Hidden Door CEO: AI controversy is about “value,” not tech

Generative AI narrative platform Hidden Door made its grand debut at the PC Gaming Show earlier in June, and debuted to what you might describe as a rough crowd. The rest of the broadcast—dedicated to promoting everyday games found on Steam or the Epic Game Store—was filled with long-running comedy bits mocking the output of tools like Midjourney and ChatGPT.

It wasn’t the best of venues for Hidden Door to debut at. The whole thing felt like watching a standup routine about how much Boston sucks when the opening act was a guy with a Southie accent. Oof.

Despite the rough landing there was still something compelling about the pitch from developer Hidden Door (the developer and game share the same name). It’s a tabletop RPG-inspired platform built on top of finely-tuned large language models (LLMs) that doesn’t show any of the red flags that have worried me about other generative AI technologies.

Its creators say they have no intention of replacing or underpaying writers. Hidden Door is assembled from a mix of models that seem to reduce the plagiarism problems plaguing ChatGPT. Maybe most importantly, it’s being pitched with a hype level appropriate to the product. It’s a charming way to play random adventures with your friends, not a step on the path to computer-generated intelligence.
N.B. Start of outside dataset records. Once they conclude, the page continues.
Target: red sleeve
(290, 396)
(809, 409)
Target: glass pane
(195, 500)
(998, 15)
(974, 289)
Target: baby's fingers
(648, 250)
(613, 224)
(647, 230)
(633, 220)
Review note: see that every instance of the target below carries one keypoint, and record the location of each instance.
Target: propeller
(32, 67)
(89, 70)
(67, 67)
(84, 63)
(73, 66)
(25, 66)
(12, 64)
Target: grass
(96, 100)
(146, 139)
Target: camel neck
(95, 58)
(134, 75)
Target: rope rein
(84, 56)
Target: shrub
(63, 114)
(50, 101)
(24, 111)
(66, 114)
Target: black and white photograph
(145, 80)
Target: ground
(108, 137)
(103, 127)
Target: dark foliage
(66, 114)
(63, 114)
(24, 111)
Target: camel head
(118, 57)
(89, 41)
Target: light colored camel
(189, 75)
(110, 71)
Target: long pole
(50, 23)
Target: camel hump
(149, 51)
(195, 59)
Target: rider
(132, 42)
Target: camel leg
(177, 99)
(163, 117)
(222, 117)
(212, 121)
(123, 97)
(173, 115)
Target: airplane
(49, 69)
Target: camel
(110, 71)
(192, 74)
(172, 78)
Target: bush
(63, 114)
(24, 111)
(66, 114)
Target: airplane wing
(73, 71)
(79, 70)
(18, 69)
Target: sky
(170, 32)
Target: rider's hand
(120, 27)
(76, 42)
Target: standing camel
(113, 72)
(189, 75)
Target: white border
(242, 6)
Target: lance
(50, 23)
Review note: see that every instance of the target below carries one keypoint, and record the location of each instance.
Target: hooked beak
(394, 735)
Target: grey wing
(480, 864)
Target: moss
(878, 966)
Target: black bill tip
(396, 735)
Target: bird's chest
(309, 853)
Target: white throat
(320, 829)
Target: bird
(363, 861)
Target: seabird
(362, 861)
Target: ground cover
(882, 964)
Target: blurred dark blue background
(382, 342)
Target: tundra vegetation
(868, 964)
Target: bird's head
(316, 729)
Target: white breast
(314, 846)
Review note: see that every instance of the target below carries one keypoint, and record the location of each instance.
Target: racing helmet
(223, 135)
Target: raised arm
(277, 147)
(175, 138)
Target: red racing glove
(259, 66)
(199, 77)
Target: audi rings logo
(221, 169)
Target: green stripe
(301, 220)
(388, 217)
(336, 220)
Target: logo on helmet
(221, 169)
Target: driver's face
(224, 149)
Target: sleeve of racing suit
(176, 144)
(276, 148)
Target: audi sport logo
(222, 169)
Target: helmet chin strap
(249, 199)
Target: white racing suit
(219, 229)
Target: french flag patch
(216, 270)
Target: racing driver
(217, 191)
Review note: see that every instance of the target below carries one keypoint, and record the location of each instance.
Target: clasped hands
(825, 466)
In an interview a few days after the PC Gaming Show, Hidden Door CEO Hilary Mason seemed fully aware of the distrust toward generative AI that fueled the show’s humor. And she had a perspective on the many controversies over the technology that put it in a compelling perspective: that the anger over AI tools doesn’t seem to be about the technology itself, but the value it generates and who will actually benefit from it.

Hidden Door’s CEO has been experimenting with machine learning for over a decade

Mason’s background as a game studio founder gives some helpful context for her perspective on the controversy. As she explained at the MIT Gaming Industry Conference’s AI panel a couple of months ago, she spent years as a data scientist, working on different machine learning-informed technologies that eventually led her to the world of video games.
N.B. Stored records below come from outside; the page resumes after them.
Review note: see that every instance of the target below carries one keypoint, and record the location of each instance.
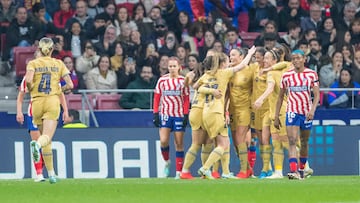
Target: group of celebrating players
(269, 91)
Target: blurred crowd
(120, 44)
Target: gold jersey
(47, 74)
(274, 77)
(218, 81)
(259, 87)
(241, 88)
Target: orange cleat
(243, 175)
(186, 175)
(215, 174)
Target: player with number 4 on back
(172, 95)
(42, 80)
(298, 84)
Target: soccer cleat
(52, 179)
(263, 174)
(294, 176)
(205, 173)
(186, 175)
(215, 174)
(39, 178)
(167, 169)
(275, 176)
(35, 151)
(242, 175)
(308, 172)
(229, 176)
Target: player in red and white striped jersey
(172, 96)
(298, 83)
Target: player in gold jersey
(213, 113)
(42, 80)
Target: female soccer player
(174, 96)
(42, 80)
(213, 113)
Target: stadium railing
(86, 104)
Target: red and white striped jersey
(172, 91)
(298, 86)
(23, 88)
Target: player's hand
(258, 103)
(310, 116)
(277, 123)
(156, 120)
(20, 118)
(185, 120)
(217, 94)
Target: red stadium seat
(108, 101)
(249, 37)
(22, 55)
(74, 101)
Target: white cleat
(275, 176)
(39, 178)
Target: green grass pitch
(133, 190)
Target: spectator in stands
(232, 40)
(44, 21)
(126, 73)
(81, 16)
(74, 39)
(109, 9)
(344, 99)
(59, 51)
(290, 13)
(123, 16)
(312, 22)
(342, 37)
(94, 8)
(293, 36)
(330, 73)
(270, 27)
(102, 77)
(261, 14)
(69, 63)
(313, 60)
(162, 69)
(171, 43)
(117, 59)
(107, 42)
(139, 100)
(21, 32)
(64, 14)
(327, 34)
(87, 61)
(169, 12)
(7, 14)
(101, 21)
(74, 120)
(349, 15)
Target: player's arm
(269, 89)
(68, 85)
(19, 101)
(245, 61)
(316, 92)
(279, 102)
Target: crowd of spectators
(111, 44)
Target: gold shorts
(214, 124)
(282, 130)
(260, 119)
(45, 108)
(195, 118)
(240, 117)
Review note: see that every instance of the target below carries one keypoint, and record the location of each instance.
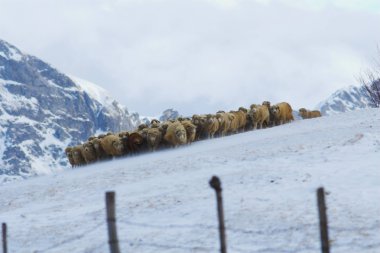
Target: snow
(95, 91)
(164, 203)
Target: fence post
(4, 233)
(216, 185)
(323, 221)
(111, 222)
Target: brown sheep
(234, 123)
(175, 134)
(141, 127)
(100, 153)
(77, 155)
(112, 145)
(224, 123)
(211, 126)
(199, 121)
(271, 115)
(260, 116)
(282, 113)
(241, 116)
(153, 137)
(191, 130)
(89, 152)
(306, 114)
(155, 123)
(135, 143)
(69, 154)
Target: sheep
(141, 127)
(77, 155)
(306, 114)
(199, 121)
(153, 137)
(224, 123)
(271, 115)
(89, 152)
(135, 143)
(175, 134)
(211, 125)
(191, 130)
(241, 116)
(282, 113)
(155, 123)
(69, 154)
(112, 145)
(234, 123)
(260, 116)
(100, 153)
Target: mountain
(43, 110)
(347, 99)
(165, 204)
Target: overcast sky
(200, 56)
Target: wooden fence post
(111, 222)
(323, 221)
(216, 185)
(4, 233)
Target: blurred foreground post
(323, 221)
(216, 185)
(111, 222)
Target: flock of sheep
(173, 133)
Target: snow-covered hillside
(164, 202)
(42, 111)
(344, 100)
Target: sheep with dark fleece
(175, 134)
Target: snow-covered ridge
(42, 111)
(10, 52)
(164, 202)
(346, 99)
(95, 91)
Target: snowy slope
(344, 100)
(164, 203)
(42, 111)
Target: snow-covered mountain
(164, 203)
(347, 99)
(43, 110)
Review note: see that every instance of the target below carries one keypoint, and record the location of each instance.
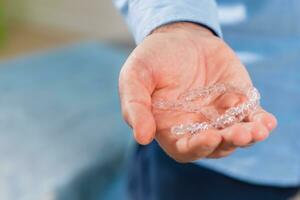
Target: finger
(197, 146)
(221, 153)
(263, 117)
(135, 87)
(242, 134)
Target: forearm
(145, 16)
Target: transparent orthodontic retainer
(206, 95)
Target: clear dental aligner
(186, 103)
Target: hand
(173, 59)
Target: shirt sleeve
(143, 16)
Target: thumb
(135, 87)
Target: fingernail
(270, 126)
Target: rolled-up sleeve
(143, 16)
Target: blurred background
(61, 131)
(30, 25)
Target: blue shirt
(266, 36)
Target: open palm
(171, 62)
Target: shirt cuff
(145, 16)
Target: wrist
(184, 26)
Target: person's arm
(143, 17)
(177, 52)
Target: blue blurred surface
(61, 132)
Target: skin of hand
(171, 60)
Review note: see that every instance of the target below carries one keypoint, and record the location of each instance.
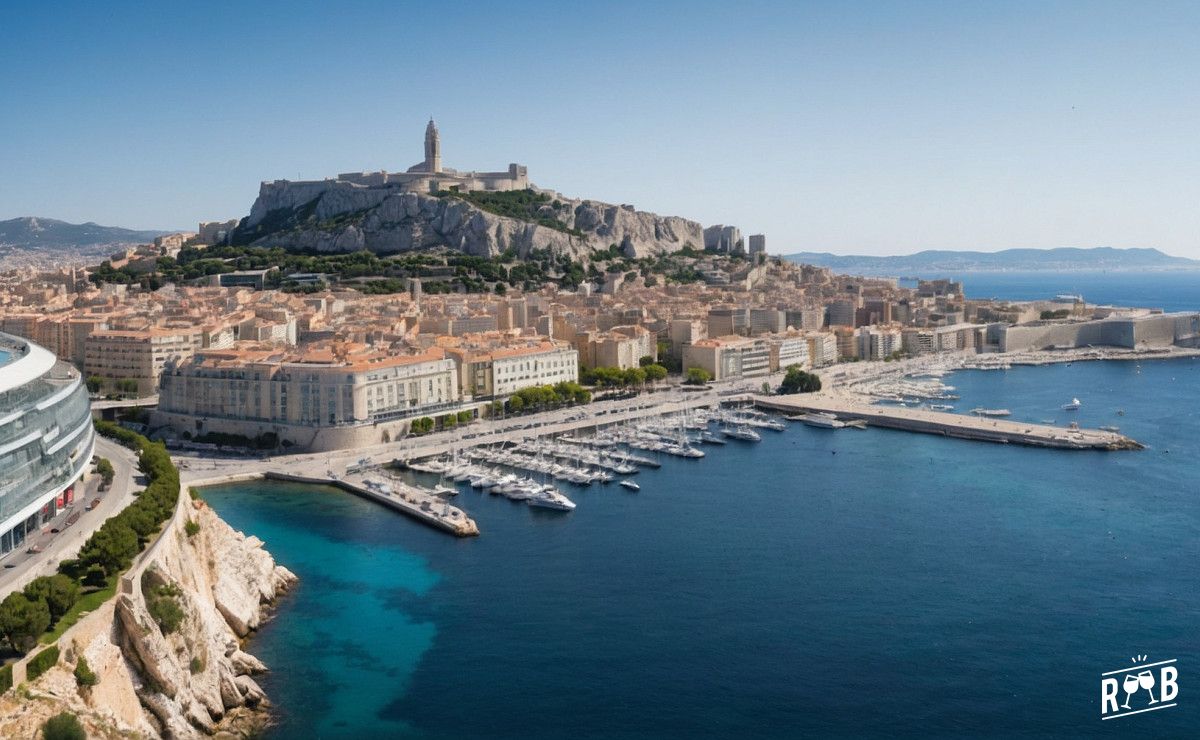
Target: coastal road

She also joked at that panel that her first company was spun out of a DARPA-funded research project where she “violated World of Warcraft‘s terms of service to access real-time behavior data on player intent.” It’s an almost perfect anecdote for this conversation about generative AI—an industry built on the ruthless pursuit of data, acquired either with disregard for the data owners or just out of an obsessive belief that data should be free.

Mason seemed slightly chagrined when I resurfaced that anecdote and asked how she’d describe the gap between her thinking about data safety then and now. “For one thing, I was in my twenties and was very adventurous,” she responded. “For another thing, we were in a model of building machine learning systems that in no way would ever compete with whoever was creating the underlying data. That’s been a norm in the field for 20 years.”

“Only now are we at the point where we’ve scaled the ability of those systems to compete directly with the people creating the underlying data, and it’s kind of an ‘oh shit’ moment for a lot of folks.”

She said she’d personally “grown and matured” since those heady World of Warcraft days and would not advocate for the same approach today.

A photograph of Hilary Mason.

Her comment about machine learning systems “competing” with those who created the data captures the anxiety about generative AI in the market today. Tools like MidJourney and ChatGPT were built on open source academic datasets which scraped internet content under the promise it was for research only—only to then pivot to a for-profit business model to scoop up venture capital cash.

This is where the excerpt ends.